Over the past 20 years, Minneapolis has seen its stock fall at the state legislature. While out-state and suburban voters have become increasingly Republican and independent, Minneapolis has remained a bastion of DFL liberalism--a wasteful, flaky burden to the state that more and more legislators have come to treat with outright disdain.
In the past, Minneapolis leaders have rightly argued that this negative sentiment, while good fodder for political rallies, doesn't reflect reality. Minneapolis is an anchor for the rest of the state, after all. Aside from being a destination point for sports, arts, and entertainment, city leaders are quick to point out, some 200,000 Minnesotans come downtown to work each day.
Although Minneapolis leaders will continue to remind legislators that their city is an economic engine that drives the region, however, the message will be delivered with a different spin--one that focuses on helping surrounding municipalities in times of crisis. "What we're saying is that you should be interested in keeping Minneapolis healthy and able to respond to your disasters in Eagan or your fires in Edina," says Scott Benson, who chairs the city council's Intergovernmental Relations Committee. "You can look at a fine city like Minnetonka, but really, what is Minnetonka without Minneapolis? You have to have this city to make all the suburbs make sense.
"The gist of our message is where LGA goes in the city of Minneapolis," Benson adds, emphasizing that the city recently unveiled a five-year financial plan for the first time. "It's not that LGA is going to support development of Block E or build a Target store or whatever. LGA really does go to basic city services. And as far as emergency preparedness, Minneapolis serves the entire region."

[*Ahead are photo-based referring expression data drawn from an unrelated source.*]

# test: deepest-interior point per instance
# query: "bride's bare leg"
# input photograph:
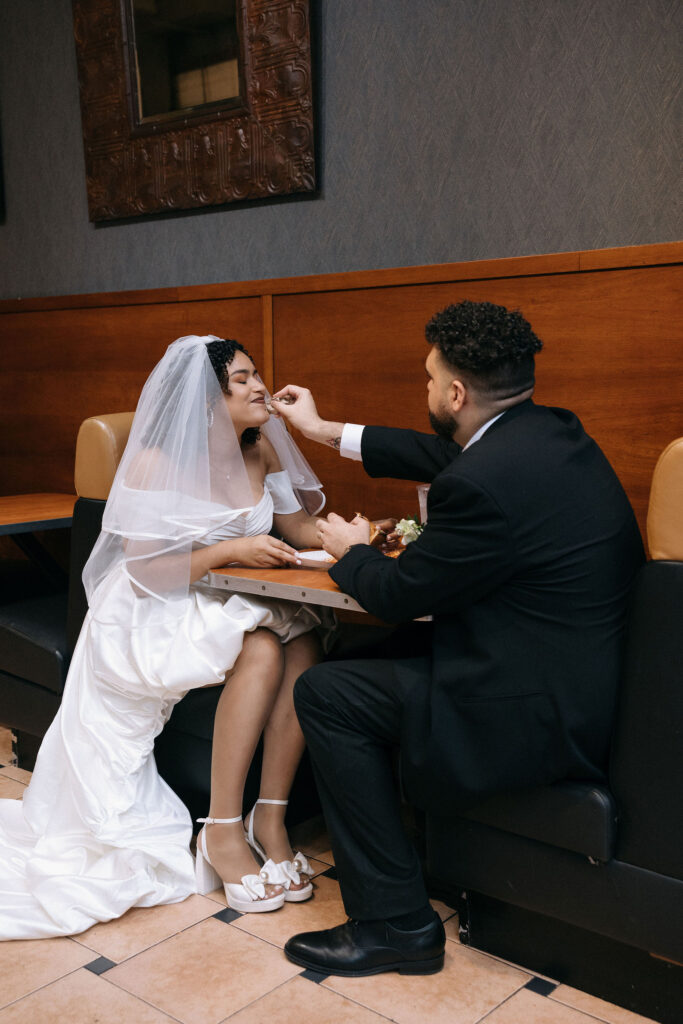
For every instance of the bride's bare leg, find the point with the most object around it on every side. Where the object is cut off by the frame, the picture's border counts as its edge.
(245, 706)
(283, 747)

"It's a strategy right out of the Republican playbook," says Larry Pogemiller, a DFL senator from northeast Minneapolis. "Show you can streamline government. Then make fighting terrorism on a local level a political priority because it's in vogue. How prepared can you be? Is that the major issue for the city? Heavens, no."

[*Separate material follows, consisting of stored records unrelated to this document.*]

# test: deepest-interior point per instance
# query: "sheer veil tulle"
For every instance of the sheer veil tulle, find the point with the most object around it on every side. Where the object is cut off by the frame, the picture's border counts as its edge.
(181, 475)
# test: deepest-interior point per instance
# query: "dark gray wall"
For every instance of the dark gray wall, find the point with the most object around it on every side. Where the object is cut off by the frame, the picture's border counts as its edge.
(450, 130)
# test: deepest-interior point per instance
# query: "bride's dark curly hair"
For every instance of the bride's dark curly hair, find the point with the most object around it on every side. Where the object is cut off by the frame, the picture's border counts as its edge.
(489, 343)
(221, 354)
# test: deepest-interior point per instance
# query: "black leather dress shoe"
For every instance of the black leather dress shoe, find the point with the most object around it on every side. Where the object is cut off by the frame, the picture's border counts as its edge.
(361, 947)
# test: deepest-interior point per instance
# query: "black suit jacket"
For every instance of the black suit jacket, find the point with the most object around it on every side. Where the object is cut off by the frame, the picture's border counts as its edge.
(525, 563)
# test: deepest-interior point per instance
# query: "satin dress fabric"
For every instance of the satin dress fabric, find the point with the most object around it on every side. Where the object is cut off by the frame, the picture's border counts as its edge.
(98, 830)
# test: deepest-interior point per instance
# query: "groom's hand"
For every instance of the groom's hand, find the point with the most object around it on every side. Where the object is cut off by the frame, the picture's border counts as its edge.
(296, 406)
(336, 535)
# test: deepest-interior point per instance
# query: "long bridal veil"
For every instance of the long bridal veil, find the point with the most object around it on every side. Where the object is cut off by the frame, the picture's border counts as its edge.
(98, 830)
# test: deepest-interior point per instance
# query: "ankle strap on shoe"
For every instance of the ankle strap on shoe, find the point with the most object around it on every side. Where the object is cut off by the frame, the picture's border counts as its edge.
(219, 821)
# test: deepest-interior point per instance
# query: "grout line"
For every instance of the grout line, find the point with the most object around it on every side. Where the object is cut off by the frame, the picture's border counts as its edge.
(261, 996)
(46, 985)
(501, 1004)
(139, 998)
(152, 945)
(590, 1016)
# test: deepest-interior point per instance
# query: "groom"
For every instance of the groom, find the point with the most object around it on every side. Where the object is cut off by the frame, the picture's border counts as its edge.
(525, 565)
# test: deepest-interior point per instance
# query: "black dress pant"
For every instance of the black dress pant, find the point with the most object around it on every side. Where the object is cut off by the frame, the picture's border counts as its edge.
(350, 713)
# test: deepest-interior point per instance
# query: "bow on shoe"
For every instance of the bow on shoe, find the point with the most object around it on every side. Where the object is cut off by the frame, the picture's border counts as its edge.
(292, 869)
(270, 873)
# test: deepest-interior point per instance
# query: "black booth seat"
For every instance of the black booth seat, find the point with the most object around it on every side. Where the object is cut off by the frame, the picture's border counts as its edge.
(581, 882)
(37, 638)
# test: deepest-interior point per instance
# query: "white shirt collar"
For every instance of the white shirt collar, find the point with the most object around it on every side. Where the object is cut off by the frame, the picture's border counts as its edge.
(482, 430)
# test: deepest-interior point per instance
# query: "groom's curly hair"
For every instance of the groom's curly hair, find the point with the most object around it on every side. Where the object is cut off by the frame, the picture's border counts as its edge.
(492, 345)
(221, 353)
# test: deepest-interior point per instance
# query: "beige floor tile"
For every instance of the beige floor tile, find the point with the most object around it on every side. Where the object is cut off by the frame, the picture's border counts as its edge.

Despite his distaste for the strategy, Pogemiller concedes that tacking to the right might be the best hope for Minneapolis, especially given the nature of the legislature and the suburban sentiments of the new governor. What's more, Pogemiller notes, the mayor and many council members were new to office a year ago, and have since learned some lessons; their public-safety agenda is meeting with positive reviews. (It's also worth noting that 70 percent of the city's general fund is used to pay for police, fire, and infrastructure.)
"Last year I was inundated with anti-Minneapolis comments," recalls Rybak. "Now I'm saying, 'Don't carry that history. We have created a tough five-year financial plan; we've dealt with immediate cuts.' Last year we made promises, this year we have a track record."
Still, Rybak and others admit to a certain discomfort with this year's pitch. Last year's "priority issues" for the city were affordable housing and transportation. This year those two "liberal" issues have been relegated to secondary agenda items. This year's priority issues are LGA, public safety, and "accountability and results."
"We have to do these things, to make some recognize we're here to make our state safer," Rybak says, adding that affordable housing is still a main priority for the city. "With a different group, in a different climate, would our emphasis be different? Sure."
So at the judiciary hearing, Rybak made a point of saying LGA has much to do with keeping cops on the street and keeping the city safe. "We don't want to have to make more cuts to public safety," Rybak concluded. "We will try our very best to put our resources into something we really believe in. But we need to partner with you to solve these tough issues."